Slate on the Problems Preserving Plastic Art

Slate had an interesting article back in July 2009 on the problems faced by museums trying to preserve plastic art and artifacts,

The problem of preserving plastics isn’t limited to highbrow art. Not long after The Graduate debuted, manufacturers around the world began to incorporate synthetic polymers into their goods. As plastics revolutionized the making of furniture, toys, health care products, and electronics, museums of industry, design, and medicine began snapping up plastic objects that were either historic (the first artificial heart) or culturally important (Barbie dolls). Plastics hold up well for the decade or so during which a consumer uses most products. But museums, unlike consumers, are in it for the long haul, and when plastics crash, they crash precipitously. As a result, museums of all sorts have been having Gabo moments in the past decade.

The casualty list is appalling: Antique plastic dolls at the National Museum of Denmark have begun to peel and flake; classic furniture at the Victoria & Albert Museum in London might as well have been left out in the sun for years; the first-ever plastic toothbrush, at the Smithsonian, is collapsing into a pile of crumbs; etc. A whole generation of irreplaceable items that are as representative of our culture as pottery or flintheads were of ancient ones are dying—and many people charged with their care have no idea how to stop further damage.
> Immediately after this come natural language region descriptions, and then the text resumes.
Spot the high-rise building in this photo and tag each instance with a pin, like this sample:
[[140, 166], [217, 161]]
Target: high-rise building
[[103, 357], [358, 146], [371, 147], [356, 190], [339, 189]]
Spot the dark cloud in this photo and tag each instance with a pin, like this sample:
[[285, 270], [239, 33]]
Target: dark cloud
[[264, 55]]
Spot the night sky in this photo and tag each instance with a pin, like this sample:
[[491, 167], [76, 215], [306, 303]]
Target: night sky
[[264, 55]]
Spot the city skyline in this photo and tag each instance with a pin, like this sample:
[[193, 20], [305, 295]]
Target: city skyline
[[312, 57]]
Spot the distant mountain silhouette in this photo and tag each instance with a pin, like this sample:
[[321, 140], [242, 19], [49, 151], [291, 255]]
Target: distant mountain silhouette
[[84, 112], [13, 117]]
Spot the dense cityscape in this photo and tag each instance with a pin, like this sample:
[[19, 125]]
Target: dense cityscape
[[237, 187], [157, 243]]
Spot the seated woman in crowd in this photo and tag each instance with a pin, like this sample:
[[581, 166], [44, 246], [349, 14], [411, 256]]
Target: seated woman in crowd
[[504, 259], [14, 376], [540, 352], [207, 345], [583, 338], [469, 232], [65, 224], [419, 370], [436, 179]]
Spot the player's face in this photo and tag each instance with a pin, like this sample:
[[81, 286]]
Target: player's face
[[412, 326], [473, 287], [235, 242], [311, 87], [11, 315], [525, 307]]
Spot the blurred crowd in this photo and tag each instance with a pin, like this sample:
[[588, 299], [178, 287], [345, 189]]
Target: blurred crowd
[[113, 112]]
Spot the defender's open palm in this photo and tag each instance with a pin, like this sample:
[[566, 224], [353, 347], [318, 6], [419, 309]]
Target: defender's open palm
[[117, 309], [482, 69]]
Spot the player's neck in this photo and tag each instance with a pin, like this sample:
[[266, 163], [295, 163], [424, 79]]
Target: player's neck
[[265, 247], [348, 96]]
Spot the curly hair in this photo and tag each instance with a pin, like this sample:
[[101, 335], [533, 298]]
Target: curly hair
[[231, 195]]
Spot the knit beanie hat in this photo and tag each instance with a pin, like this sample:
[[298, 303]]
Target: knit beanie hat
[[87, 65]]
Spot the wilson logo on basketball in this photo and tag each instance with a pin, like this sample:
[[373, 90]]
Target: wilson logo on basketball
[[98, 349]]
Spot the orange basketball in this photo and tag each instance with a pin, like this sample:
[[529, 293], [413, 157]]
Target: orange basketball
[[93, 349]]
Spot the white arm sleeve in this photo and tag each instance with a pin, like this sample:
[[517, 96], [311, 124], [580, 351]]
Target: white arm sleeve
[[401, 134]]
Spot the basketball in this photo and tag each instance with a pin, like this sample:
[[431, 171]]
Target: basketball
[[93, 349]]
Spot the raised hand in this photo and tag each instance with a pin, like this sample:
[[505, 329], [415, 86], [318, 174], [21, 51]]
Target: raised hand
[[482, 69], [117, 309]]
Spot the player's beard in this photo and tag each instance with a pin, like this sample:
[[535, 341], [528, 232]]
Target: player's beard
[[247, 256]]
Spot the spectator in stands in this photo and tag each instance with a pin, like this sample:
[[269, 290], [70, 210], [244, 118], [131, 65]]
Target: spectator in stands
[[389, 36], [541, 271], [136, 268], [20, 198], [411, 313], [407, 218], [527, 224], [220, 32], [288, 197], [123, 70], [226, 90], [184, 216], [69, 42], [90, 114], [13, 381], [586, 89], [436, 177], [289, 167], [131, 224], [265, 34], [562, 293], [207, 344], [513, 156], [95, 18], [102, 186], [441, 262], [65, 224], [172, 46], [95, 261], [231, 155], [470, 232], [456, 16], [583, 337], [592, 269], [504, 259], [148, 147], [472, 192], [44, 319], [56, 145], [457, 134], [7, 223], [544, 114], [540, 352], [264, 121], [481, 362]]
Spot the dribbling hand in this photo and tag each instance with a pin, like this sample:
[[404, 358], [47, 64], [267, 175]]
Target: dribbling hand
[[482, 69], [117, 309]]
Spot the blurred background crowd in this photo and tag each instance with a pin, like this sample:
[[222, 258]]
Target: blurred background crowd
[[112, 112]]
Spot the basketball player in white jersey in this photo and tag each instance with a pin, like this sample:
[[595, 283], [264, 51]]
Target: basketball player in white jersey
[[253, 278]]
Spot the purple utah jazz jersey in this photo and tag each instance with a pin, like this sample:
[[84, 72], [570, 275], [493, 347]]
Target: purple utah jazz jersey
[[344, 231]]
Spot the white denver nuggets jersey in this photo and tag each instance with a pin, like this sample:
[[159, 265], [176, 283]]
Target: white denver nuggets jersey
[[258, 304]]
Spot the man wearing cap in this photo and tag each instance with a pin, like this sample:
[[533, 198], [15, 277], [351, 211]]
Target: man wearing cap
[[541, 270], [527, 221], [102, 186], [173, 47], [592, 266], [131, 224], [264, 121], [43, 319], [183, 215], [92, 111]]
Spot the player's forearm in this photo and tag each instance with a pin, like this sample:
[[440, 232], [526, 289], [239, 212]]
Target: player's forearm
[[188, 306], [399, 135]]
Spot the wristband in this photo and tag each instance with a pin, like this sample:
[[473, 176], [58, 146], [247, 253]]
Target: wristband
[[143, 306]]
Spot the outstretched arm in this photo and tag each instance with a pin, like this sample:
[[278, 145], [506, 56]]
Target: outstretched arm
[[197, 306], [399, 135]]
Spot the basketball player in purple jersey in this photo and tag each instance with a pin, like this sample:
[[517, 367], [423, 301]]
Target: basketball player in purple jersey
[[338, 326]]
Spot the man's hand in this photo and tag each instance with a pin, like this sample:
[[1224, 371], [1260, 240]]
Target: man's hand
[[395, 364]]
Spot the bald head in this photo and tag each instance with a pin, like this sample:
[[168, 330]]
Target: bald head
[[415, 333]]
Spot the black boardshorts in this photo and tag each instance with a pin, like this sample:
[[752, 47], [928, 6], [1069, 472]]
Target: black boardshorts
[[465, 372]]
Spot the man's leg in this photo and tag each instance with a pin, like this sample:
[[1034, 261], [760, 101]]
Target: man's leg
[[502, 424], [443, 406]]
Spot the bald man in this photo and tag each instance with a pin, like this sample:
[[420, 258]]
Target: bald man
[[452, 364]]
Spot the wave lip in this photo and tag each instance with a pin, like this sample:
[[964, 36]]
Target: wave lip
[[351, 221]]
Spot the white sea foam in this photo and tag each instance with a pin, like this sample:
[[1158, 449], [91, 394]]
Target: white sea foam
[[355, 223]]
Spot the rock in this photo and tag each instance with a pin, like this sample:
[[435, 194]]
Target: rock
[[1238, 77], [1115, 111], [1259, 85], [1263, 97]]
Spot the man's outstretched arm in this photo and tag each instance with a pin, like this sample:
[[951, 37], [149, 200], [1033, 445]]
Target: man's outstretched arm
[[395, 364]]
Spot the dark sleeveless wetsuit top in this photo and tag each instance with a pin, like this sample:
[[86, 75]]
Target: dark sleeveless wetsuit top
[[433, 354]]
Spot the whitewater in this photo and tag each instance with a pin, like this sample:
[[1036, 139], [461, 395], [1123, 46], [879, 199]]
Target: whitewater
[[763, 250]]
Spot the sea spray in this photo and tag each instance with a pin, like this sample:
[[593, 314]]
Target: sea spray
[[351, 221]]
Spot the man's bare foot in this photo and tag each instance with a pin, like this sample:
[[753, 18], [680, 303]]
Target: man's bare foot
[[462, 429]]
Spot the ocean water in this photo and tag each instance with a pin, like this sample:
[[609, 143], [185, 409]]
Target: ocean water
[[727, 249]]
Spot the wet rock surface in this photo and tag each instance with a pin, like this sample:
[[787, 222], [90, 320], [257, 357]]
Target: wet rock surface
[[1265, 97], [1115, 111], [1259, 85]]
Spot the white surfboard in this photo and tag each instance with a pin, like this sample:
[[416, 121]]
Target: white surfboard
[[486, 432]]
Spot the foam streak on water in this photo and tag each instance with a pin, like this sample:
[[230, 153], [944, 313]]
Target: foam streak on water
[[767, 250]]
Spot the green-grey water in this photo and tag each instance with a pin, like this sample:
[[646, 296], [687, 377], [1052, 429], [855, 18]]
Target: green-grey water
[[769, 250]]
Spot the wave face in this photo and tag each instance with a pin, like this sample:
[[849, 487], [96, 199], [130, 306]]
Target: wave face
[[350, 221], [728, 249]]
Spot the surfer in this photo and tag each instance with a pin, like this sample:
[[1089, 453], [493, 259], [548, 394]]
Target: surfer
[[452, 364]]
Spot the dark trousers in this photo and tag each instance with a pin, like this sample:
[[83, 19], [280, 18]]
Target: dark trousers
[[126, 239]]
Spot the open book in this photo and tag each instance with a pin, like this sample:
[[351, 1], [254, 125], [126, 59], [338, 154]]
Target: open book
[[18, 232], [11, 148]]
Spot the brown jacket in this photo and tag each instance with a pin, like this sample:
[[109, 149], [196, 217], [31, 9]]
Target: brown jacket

And, for the most part, Slate says there isn’t really much of a solution. Plastics simply don’t last as long as other compounds and there are a whole host of challenges they face, including mold and bacteria that have evolved to eat plastic!

So I guess my action figure collection won’t likely make it to the next century. Maybe the solution will be instead of buying the actual plastic object, buying the plans to replicate it on something like MakerBot and then simply print a new one as the old one begins to degrade. Store data, not atoms.